ACTSA, the successor to the Anti-Apartheid Movement, has a long history of advocacy for human rights in Swaziland. One briefing paper Swaziland’s Downward Spiral: The International Community Must Act Now warned that Swaziland might plunge into a protracted crisis unless the international community, including the UK, applied serious pressure on the Government of Swaziland so that it respected human rights and developed a genuinely democratic constitution. UNISON and other UK trade unionists have also been supportive of the development of a Swazi Rural Women’s Charter, which is discussed in another ACTSA publication Women’s Rights in Swaziland.

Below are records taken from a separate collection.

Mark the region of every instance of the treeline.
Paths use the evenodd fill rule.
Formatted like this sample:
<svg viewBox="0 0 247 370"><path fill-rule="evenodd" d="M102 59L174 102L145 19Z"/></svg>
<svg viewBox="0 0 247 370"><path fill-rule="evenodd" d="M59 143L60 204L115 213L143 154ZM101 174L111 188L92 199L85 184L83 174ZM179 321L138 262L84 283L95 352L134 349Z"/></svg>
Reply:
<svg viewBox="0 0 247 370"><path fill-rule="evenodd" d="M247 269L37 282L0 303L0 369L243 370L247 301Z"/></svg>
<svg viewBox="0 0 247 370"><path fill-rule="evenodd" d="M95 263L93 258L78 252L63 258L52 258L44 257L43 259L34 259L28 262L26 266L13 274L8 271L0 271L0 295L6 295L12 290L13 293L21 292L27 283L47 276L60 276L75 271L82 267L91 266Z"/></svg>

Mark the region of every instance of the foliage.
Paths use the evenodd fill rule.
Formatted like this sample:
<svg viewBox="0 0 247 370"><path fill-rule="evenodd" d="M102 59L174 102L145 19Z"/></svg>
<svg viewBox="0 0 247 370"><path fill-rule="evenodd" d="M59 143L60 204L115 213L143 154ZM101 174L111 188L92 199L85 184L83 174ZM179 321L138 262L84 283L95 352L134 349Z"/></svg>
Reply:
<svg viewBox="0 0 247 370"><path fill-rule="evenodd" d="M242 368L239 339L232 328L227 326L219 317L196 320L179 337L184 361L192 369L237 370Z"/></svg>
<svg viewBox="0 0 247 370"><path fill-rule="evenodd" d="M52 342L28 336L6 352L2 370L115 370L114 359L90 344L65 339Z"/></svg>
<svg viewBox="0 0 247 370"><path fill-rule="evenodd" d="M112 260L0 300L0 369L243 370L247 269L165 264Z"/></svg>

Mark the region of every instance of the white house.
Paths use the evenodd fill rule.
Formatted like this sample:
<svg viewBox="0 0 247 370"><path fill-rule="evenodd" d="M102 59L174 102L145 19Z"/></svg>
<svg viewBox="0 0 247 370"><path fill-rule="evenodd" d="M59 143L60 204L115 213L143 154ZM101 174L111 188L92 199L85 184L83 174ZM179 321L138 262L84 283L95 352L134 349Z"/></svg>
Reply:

The paper reported that King Mswati III, the absolute monarch in Swaziland, was one of the main reasons why women in the kingdom remain oppressed. ACTSA reported that despite claims that Swaziland was a modern country, ‘the reality is, despite pledges and commitments, women continue to suffer discrimination, are treated as inferior to men, and are denied rights’.
ACTSA added, ‘The King has demonstrated he is unwilling to change the status quo and promotes multiple aspects of the patriarchal society.’